“Le rapport hommes/femmes s'est beaucoup dégradé“

INTERVIEW - Le 8 mars, c'était la journée de la femme et le 6 mars le planning familial fêtait ses cinquante ans. Fort de cette double actualité, l'association départementale qui participe au contrôle des naissances à Villeurbanne et l'une de ses assistantes sociales, Odile Lavergne, faisaient le point sur une structure en sursis depuis un an.

Retour en arrière. En janvier 2009, le gouvernement s'apprête à réduire puis à supprimer l'aide accordée aux établissements d'information, de consultation et de conseil familial (EICCF). Deux mois plus tard, il revient sur sa décision et s'engage à maintenir ces aides jusqu'en 2011. Depuis cette date, les plannings familiaux français sont en sursis, parmi lesquels le planning familial départemental, situé à Villeurbanne. Il s'agit du plus grand du Rhône avec environ 7 000 passages par an (95 % de femmes, dont 30 % sont mineures et 45 % ont entre 18 et 24 ans).

Parallèlement à Lyon, cela fait un an que les conseillers conjugaux et les membres de l'association MFPF (Mouvement français pour le planning familial) se battent contre la fermeture d'un centre de planification à l'hôpital de l'Hôtel-Dieu. Il prend en charge 50 % des avortements lyonnais. Et alors que l'hôpital doit fermer à la fin de l'année, l'association a obtenu in extremis en décembre le déplacement du centre à l'hôpital Edouard Herriot.
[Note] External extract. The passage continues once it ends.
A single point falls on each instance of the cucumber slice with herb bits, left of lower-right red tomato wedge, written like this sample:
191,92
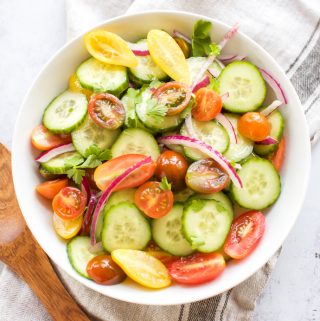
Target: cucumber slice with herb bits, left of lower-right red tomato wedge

A la lumière de ces éléments, on peut donc s'interroger sur la santé du planning familial, structure vieille de 50 ans, reconnue d'utilité publique. Afin d'en savoir plus, nous avons tenté de contacter le planning familial de Villeurbanne. Problème : l'association était injoignable en fin de semaine, à cause d'une panne de téléphone. Nous nous sommes rendus sur place. Perdu entre les immeubles, l'endroit est discret, presque introuvable. Nous avons rencontré Odile Lavergne, assistante sociale au franc-parler. Interview.

Lyon Capitale : Quel bilan tirez vous de la situation du planning familial aujourd'hui ?

Odile Lavergne : Je pense que ce n'est pas pour rien que l'association est dite d'éducation populaire. C'est un lieu d'écoute, d'information et de soins. Beaucoup de personnes nous préfèrent d'ailleurs au médecin généraliste car nous garantissons la rapidité, la gratuité ainsi que la confidentialité des consultations. Nous sommes les seuls à garantir un tel service. De ce fait, nous avons énormément de travail et comptons environ 7000 passages par an.

La situation a-t-elle évolué depuis ces dix dernières années ?

C'est relativement constant, notamment au niveau des tranches d'âges. Mais nous remarquons néanmoins une modification de la population et nous sommes de plus en plus confrontés à la grande précarité : SDF, personnes qui vivent dans des squats ou qui ne peuvent tout simplement pas se payer les services d'un gynécologue.

Le droit à l'avortement est un droit particulièrement contesté. Pensez-vous qu'il soit en danger ?

Je pense qu'il faut être vigilant. L'IVG n'est pas banalisé et il n'est pas utilisé de façon légère. Ce n'est pas non plus une méthode contraceptive. Néanmoins, je pense qu'il faut respecter ce droit car il nous a été transmis par des générations de femmes qui se sont battues pour nous donner le choix.

Que reste-t-il à faire selon vous ?

Nous travaillons beaucoup sur le rapport hommes / femmes qui s'est beaucoup dégradé ces dernières années. Certains garçons sont de vrais machos ! Quand nous intervenons dans les établissements scolaires, nous travaillons surtout autour du respect des personnes. Mais c'est une lutte permanente et jamais acquise.

Quelle sont vos impressions sur votre propre métier ?

On rencontre toutes les nationalités et toutes les religions. C'est d'ailleurs ce qui m'intéresse le plus ici, car j'apprends beaucoup des personnes que je rencontre. Même si l'on est en contact avec des personnes en détresse, celles-ci nous demandent rarement l'impossible. Et comme nous ne pouvons pas les aider dans tous les domaines, nous travaillons en réseaux avec d'autres associations et institutions. Malgré tout, la situation reste difficile, car les structures ne sont pas toujours adaptées.